Rhode Island news
Love Stories: Edward Castro and his garden
01:00 AM EDT on Monday, July 28, 2008

When Ed Castro was in high school, he took a part-time job at his cousin’s nursery in Barrington. “My job was to plant shrubs. In the fall, I would take cuttings and propagate them in a greenhouse: dip them in root tone powder, stick them in the sand. You could create a cloned version of what you took the cutting from. Beautiful azaleas and rhododendron, all created from a single stick.
“I guess I didn’t get excited about it at the time –– it was a job. But, in hindsight, I reflect on that and realize that’s where this all began.”
Ed and his wife, Rachel, lived with her parents, Luis and Mary Oliveira, in Bristol after marrying in 1963. Ed’s father-in-law was always out in their small garden. Over the years, that small garden, now Ed’s, expanded to about an acre, comprising four neighboring parcels, bought one by one.
“My father-in-law had no interest in landscaping. He grew food to eat because that’s what he did in the Azores.” Back then Ed would plant roses and trees and shrubs but no vegetables. “We worked together but doing different things. I finally wanted to learn what he was doing.”
Ed graduated from Bryant College with a degree in management. He worked at Raytheon, in Portsmouth, for 40 years. “When I got home, I took my tie off and would head outside to the garden to release all the stress of the day.” And on Saturdays, he would be in his garden from morning until night.
“I never took any classes in landscape design. I just stood back, thought it through and sketched it out. Tall things in back, short in front. What needs shade, what needs full sun? And then I thought about color. Eventually I had it all laid out nicely.
“The first big project I did was the fish pond. I wanted that to be a focus point –– water is like a magnet. Then I built the fireplace.
“And the sidewalk. A curved brick sidewalk. I built it because I couldn’t get a contractor to build it for me — each brick in the curve had to be cut by hand. “I wanted neat plants — umbrella pine and Japanese dogwood, peanuts and saffron. I wanted people to come in and say, ‘I’ve never seen that.’
“And I wanted the garden to reflect the way my father-in-law did it in the Azores. He would line his paths with stones that he picked up.” So when Ed was in the country or walking along the shore, he would collect stones to line his pathways. Ed’s father-in-law died three years ago. “Sometimes I still hear him out there.”
Rachel’s mother, now 93, still lives with Ed and Rachel. She walks through the garden with her son-in-law every day. “She always stops to smell the fennel.”
Ed taught children’s gardening classes in his backyard for 15 years. “Essentially I taught them how to start their own gardens: how to plant north to south, keeping their rows straight, how to water, how to harvest. I had different stations set up throughout the yard –– basic stuff that first and second graders could understand.
“Four or five weeks before class I would plant radishes. I would say, ‘Everybody down on your knees, grab the leaves in two hands, and when I count to three I want you to pull that out of the ground.’ They were always so excited when they saw a radish come out of the ground.
“I had flip charts to teach them about which vegetables grow above the ground, which ones below. We talked about good and bad insects.
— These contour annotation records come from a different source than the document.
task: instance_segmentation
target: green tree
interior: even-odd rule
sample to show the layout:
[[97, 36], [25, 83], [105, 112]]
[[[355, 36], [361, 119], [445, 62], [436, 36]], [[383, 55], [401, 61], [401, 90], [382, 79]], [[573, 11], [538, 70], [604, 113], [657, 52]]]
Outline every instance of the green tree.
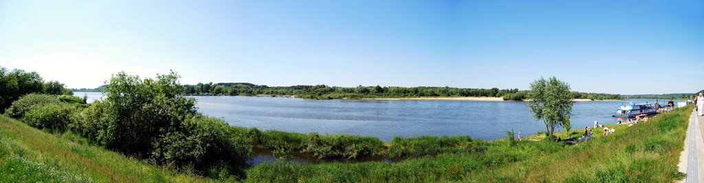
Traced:
[[20, 96], [44, 92], [44, 87], [42, 77], [35, 72], [27, 72], [20, 69], [9, 71], [0, 67], [0, 113], [4, 113]]
[[541, 77], [530, 84], [530, 89], [528, 108], [533, 118], [544, 122], [548, 137], [553, 136], [558, 126], [571, 128], [570, 116], [574, 102], [569, 84], [555, 77], [547, 80]]
[[47, 94], [61, 95], [63, 94], [63, 84], [57, 81], [50, 81], [46, 82], [46, 92]]
[[195, 100], [183, 96], [178, 79], [172, 71], [157, 75], [156, 80], [122, 72], [113, 75], [103, 90], [109, 113], [100, 117], [111, 119], [100, 132], [108, 137], [101, 143], [108, 149], [146, 157], [160, 134], [180, 129], [186, 116], [196, 111]]

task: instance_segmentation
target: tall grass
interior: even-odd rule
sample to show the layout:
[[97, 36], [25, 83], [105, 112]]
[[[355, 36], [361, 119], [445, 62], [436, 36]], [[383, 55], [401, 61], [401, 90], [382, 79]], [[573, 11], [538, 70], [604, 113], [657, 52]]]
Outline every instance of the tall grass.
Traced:
[[0, 115], [0, 182], [213, 181], [87, 144], [70, 132], [47, 133], [4, 115]]

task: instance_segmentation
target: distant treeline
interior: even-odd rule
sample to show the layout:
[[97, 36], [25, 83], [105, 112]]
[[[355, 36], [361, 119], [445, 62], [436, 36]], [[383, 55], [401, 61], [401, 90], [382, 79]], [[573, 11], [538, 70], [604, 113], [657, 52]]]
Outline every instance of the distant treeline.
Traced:
[[687, 99], [693, 96], [693, 94], [639, 94], [624, 95], [628, 99]]
[[[525, 91], [518, 89], [468, 89], [453, 87], [340, 87], [319, 85], [268, 87], [251, 83], [199, 83], [184, 85], [187, 95], [294, 96], [313, 99], [379, 99], [417, 97], [503, 97], [506, 101], [522, 101]], [[593, 100], [623, 99], [619, 94], [574, 92], [575, 99]]]

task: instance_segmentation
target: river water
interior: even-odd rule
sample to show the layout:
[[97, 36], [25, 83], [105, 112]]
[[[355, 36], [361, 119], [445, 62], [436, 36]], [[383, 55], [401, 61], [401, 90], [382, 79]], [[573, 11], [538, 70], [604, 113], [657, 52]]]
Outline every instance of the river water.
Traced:
[[[75, 92], [82, 96], [84, 93]], [[89, 101], [100, 93], [85, 93]], [[286, 97], [192, 96], [203, 114], [227, 123], [260, 130], [391, 137], [469, 135], [491, 140], [513, 130], [522, 136], [545, 131], [524, 102], [403, 100], [311, 100]], [[655, 100], [631, 100], [655, 103]], [[624, 101], [577, 102], [572, 129], [617, 122], [611, 115]], [[666, 101], [660, 101], [660, 103]]]

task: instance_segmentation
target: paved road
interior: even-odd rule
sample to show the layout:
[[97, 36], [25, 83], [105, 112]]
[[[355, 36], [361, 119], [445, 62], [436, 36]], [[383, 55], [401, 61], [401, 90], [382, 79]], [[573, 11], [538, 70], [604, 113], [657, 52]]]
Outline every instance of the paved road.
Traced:
[[692, 113], [684, 145], [679, 170], [685, 172], [687, 177], [679, 182], [704, 182], [704, 116]]
[[699, 129], [696, 127], [698, 118], [696, 114], [692, 113], [689, 117], [689, 127], [687, 128], [687, 138], [689, 144], [687, 149], [687, 178], [686, 182], [698, 182], [699, 179], [699, 170], [697, 166], [697, 131]]

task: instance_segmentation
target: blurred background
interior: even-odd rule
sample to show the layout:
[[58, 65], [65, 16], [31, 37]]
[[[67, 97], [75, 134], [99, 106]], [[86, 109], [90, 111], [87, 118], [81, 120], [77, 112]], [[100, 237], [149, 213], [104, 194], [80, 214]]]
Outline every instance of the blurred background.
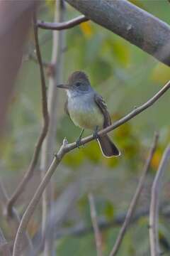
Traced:
[[[131, 1], [170, 23], [168, 1]], [[55, 6], [52, 0], [44, 1], [39, 8], [38, 18], [52, 21]], [[65, 20], [78, 15], [74, 9], [66, 6]], [[38, 32], [42, 58], [50, 63], [52, 32], [41, 29]], [[70, 73], [75, 70], [85, 71], [92, 86], [107, 102], [113, 122], [129, 113], [135, 106], [145, 102], [170, 79], [169, 67], [93, 22], [83, 23], [66, 30], [64, 41], [62, 82], [66, 82]], [[0, 144], [1, 180], [9, 195], [27, 169], [41, 130], [39, 66], [30, 58], [30, 53], [35, 54], [34, 49], [31, 30]], [[47, 74], [46, 85], [48, 90]], [[55, 151], [64, 137], [67, 137], [69, 142], [73, 142], [80, 133], [80, 129], [64, 113], [66, 94], [60, 90], [57, 94]], [[102, 247], [103, 255], [108, 254], [120, 227], [116, 220], [126, 213], [148, 156], [154, 132], [157, 131], [159, 133], [159, 146], [152, 161], [137, 212], [148, 210], [151, 185], [162, 153], [170, 139], [169, 100], [170, 95], [167, 92], [152, 107], [109, 134], [121, 150], [120, 157], [104, 158], [96, 142], [74, 150], [64, 157], [52, 178], [56, 218], [59, 209], [62, 217], [60, 221], [56, 220], [56, 255], [96, 255], [94, 235], [91, 228], [87, 196], [89, 192], [94, 194], [99, 223], [106, 224], [106, 228], [101, 230]], [[85, 132], [85, 135], [90, 134], [89, 131]], [[26, 208], [26, 203], [33, 196], [40, 178], [38, 165], [26, 192], [17, 203], [19, 213], [22, 213]], [[167, 173], [164, 181], [162, 203], [169, 198], [169, 173]], [[169, 206], [166, 207], [169, 210]], [[40, 229], [40, 205], [29, 224], [31, 237], [36, 237]], [[117, 222], [116, 225], [114, 221]], [[2, 218], [0, 223], [6, 236], [10, 239], [8, 227]], [[159, 232], [160, 237], [164, 238], [162, 246], [167, 255], [169, 252], [166, 250], [169, 246], [170, 247], [169, 230], [169, 219], [161, 215]], [[118, 255], [149, 255], [148, 235], [148, 214], [141, 214], [128, 228]]]

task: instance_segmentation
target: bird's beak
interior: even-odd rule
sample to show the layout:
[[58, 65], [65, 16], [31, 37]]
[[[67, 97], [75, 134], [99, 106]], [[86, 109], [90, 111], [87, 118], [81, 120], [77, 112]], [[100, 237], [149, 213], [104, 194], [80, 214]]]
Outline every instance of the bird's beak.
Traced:
[[62, 88], [62, 89], [69, 89], [69, 85], [57, 85], [57, 87]]

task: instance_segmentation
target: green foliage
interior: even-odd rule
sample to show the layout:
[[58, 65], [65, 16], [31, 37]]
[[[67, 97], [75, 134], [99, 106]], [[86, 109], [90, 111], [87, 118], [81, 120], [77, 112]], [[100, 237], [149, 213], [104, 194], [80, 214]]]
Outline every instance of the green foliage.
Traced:
[[[166, 0], [154, 1], [154, 4], [153, 1], [149, 0], [131, 1], [162, 20], [170, 22], [170, 6]], [[40, 14], [40, 18], [52, 21], [55, 1], [46, 0], [45, 3], [45, 11]], [[77, 13], [69, 8], [67, 15], [66, 19], [69, 20], [76, 16]], [[66, 33], [63, 82], [76, 70], [86, 71], [93, 87], [107, 102], [113, 122], [129, 113], [135, 106], [146, 102], [170, 79], [169, 68], [91, 21], [69, 29]], [[45, 61], [49, 61], [51, 58], [51, 36], [52, 33], [39, 30], [40, 41], [45, 42], [41, 45], [42, 58]], [[134, 194], [139, 174], [141, 174], [147, 157], [154, 132], [159, 130], [159, 144], [152, 161], [152, 171], [148, 181], [150, 181], [149, 178], [153, 179], [162, 152], [170, 139], [169, 100], [169, 93], [167, 93], [152, 108], [109, 134], [120, 149], [120, 157], [103, 157], [98, 143], [94, 141], [72, 151], [64, 158], [57, 173], [56, 198], [61, 192], [57, 182], [60, 183], [63, 174], [67, 176], [67, 171], [69, 175], [66, 181], [62, 181], [63, 184], [60, 183], [60, 188], [63, 188], [66, 183], [74, 181], [74, 179], [76, 181], [77, 177], [82, 182], [77, 191], [80, 194], [79, 201], [68, 213], [67, 223], [79, 224], [83, 221], [88, 227], [91, 225], [87, 198], [89, 191], [94, 191], [99, 218], [103, 217], [111, 220], [117, 213], [127, 208], [130, 197]], [[60, 95], [59, 102], [64, 100], [65, 97], [62, 95], [60, 97]], [[72, 124], [69, 117], [63, 114], [62, 107], [58, 105], [56, 112], [57, 150], [64, 137], [69, 142], [74, 142], [80, 134], [80, 129]], [[19, 171], [23, 173], [27, 169], [41, 127], [40, 73], [37, 64], [28, 60], [24, 63], [18, 75], [8, 110], [6, 129], [0, 144], [1, 175], [10, 181], [9, 186], [13, 183], [12, 174], [16, 177], [18, 182], [21, 178], [18, 176]], [[92, 131], [86, 131], [84, 136], [91, 133]], [[166, 181], [169, 181], [169, 174]], [[148, 191], [150, 191], [149, 189]], [[142, 201], [141, 207], [148, 203], [149, 193]], [[34, 223], [35, 226], [39, 226], [39, 224]], [[149, 255], [147, 224], [147, 218], [142, 218], [128, 228], [118, 256]], [[110, 252], [119, 229], [120, 227], [114, 226], [102, 232], [103, 256]], [[162, 220], [160, 238], [165, 238], [169, 242], [169, 230], [167, 221]], [[94, 234], [60, 239], [57, 252], [60, 256], [96, 255]]]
How important the ladybug is to control the aphid population: ‘If a ladybug ever comes into your house, you carefully carry her outside again –– they eat lots of aphid eggs.’ ”More than 2,000 children came through Ed’s garden over the course of those 15 years. “Then they go home and bug their fathers and mothers to start their own gardens! Isn’t that neat?
“I can’t let this go. I have to cut the grass every three days so I can leave the clippings and don’t have to rake. I’m constantly monitoring for disease and insects, watching for fungus on my phlox, algae in the fish pond. If I don’t do that, everything will get consumed by Mother Nature. I’m not a totally organic gardener, but I do try to keep it all as natural as possible –– semi-organic –– because I do use some fertilizers but no insecticides.
“The reward for me is to walk out there and see all this beauty, to see something coming out of the ground from something I put into the ground three weeks ago. That’s satisfaction.
“And that’s the story of my gardening life.”